Among the viral communications that seem to have affected the abandonment of the initiative are one of a mom taking time to look at a product while her child continuously bumps her kid-cart into her, and another one where the children are zigzagging down aisles. There were other postings of moms (and it was primarily moms who posted) whose children were devastated when they needed to put back all the items that the child had accumulated in their kid cart, and those who lamented that their shopping time had doubled as they needed to direct and redirect their child.
When I viewed the various videos and vitriol that parents about this initiative, I was struck first by the rather shortsighted understanding of early childhood behaviors. I lamented the opportunity lost in the outcome.
How is it possible that neither parents nor those at Target who introduced the idea failed to take into account how children interact with new toys? Did everyone really believe that a young child with a shopping cart would walk calmly up and down aisles mimicking what their parents did? Actually, those children who filled their baskets and were upset that they couldn’t own all those items did a better job of acting like their parents. Perhaps their parents hadn’t told them about making choices and not being able to own everything they want.
The outcome - remove the object – is similar to the thinking behind censorship of books, movies, technology, and various toys.
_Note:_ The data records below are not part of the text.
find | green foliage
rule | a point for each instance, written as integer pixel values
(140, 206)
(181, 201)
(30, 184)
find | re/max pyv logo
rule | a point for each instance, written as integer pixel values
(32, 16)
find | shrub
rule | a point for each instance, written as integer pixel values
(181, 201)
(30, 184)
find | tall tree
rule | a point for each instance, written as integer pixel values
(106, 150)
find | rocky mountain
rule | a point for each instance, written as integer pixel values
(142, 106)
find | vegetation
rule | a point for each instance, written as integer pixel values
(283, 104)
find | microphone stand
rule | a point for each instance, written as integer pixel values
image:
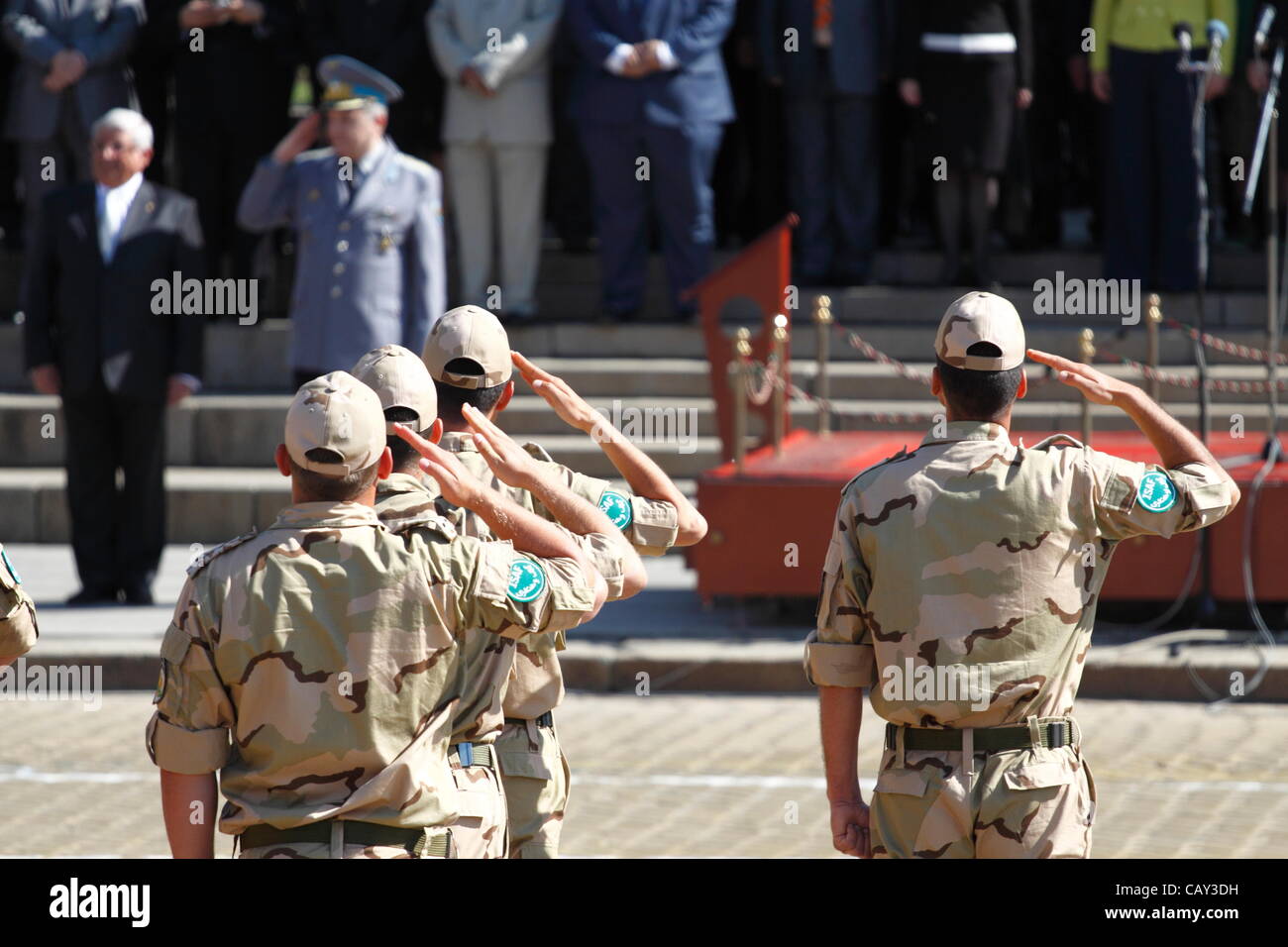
(1198, 138)
(1267, 145)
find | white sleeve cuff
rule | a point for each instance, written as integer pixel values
(616, 60)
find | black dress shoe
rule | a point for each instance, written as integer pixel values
(138, 595)
(91, 596)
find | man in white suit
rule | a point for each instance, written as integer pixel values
(496, 58)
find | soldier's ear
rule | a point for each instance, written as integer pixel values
(505, 395)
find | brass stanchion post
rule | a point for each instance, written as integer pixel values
(1086, 352)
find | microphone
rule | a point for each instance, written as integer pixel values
(1263, 22)
(1218, 34)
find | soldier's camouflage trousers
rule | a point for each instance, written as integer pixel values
(321, 849)
(1034, 802)
(481, 830)
(536, 788)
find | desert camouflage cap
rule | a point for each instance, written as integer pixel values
(980, 317)
(471, 333)
(399, 379)
(340, 414)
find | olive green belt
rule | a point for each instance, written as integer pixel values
(417, 841)
(1051, 735)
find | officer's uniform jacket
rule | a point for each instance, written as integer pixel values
(370, 266)
(316, 664)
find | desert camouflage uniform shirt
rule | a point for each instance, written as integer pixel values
(314, 665)
(974, 552)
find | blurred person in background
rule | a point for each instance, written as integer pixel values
(967, 64)
(494, 56)
(652, 99)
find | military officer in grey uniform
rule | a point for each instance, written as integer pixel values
(370, 264)
(17, 613)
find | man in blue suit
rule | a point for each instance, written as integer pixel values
(829, 58)
(652, 86)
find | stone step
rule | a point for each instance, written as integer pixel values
(202, 505)
(639, 360)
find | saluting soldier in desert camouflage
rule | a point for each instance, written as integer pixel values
(316, 667)
(468, 355)
(960, 586)
(404, 500)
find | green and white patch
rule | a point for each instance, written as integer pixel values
(527, 579)
(617, 508)
(1155, 492)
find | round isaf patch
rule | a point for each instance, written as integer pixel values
(617, 508)
(160, 690)
(1155, 492)
(527, 579)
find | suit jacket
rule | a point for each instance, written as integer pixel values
(82, 312)
(862, 33)
(516, 67)
(103, 30)
(369, 269)
(695, 91)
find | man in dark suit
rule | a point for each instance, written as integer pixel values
(93, 337)
(71, 69)
(831, 106)
(653, 86)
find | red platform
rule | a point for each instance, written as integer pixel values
(791, 499)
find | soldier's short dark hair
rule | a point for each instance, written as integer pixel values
(979, 394)
(406, 459)
(451, 398)
(326, 488)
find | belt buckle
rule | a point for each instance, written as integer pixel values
(1059, 735)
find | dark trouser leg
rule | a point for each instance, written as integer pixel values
(855, 196)
(683, 159)
(1131, 167)
(141, 514)
(621, 211)
(1177, 176)
(90, 457)
(810, 184)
Instead of teaching children how to use something in a responsible way, many simply prefer to remove the object. The outcome was probably the right one for Target. There was probably a law suit in the making with some child recklessly knocking over a customer or a display. Nonetheless, the outcome is paradigmatic of how we often approach things that we perceive to be “dangerous” to children.
I tried to imagine another scenario. A parent with a toddler finds kid-carts at their local Target. At the outset, the parent engages with the child for a minute about how to walk with the cart making sure that the child doesn’t bump into anyone. In that same conversation the parent talks about putting some of her items into the child’s cart and some into her adult cart so that they are sharing the experience of “gathering the things that are on our list.” In future visits, they could generate the list together. Older children could practice reading the list or comparing prices, or develop their independence by seeking out an item on their own.
At Wornick, we provide children with scissors, glue-guns, and computers. Large groups of children walk through halls and up and down stairs. Children play with sand and water, they climb structures, they go on field trips to the city. Older children fly to far away cities, they participate in ropes course activities, hike over some challenging terrain. Every activity is carefully supervised and planned. But the most important reason that every one of these activities work, is that we spend the time teaching children how to navigate all of these potential dangers.
At Trader Joe’s and Lunardi’s supermarkets in our area, there are still kids’ sized shopping carts available. I would guess our children — and our parents — are up to the challenge!
If you’d like more guidance about how to parent in this way, I highly recommend Julie Lythcott-Haims’ recent book How to Raise an Adult.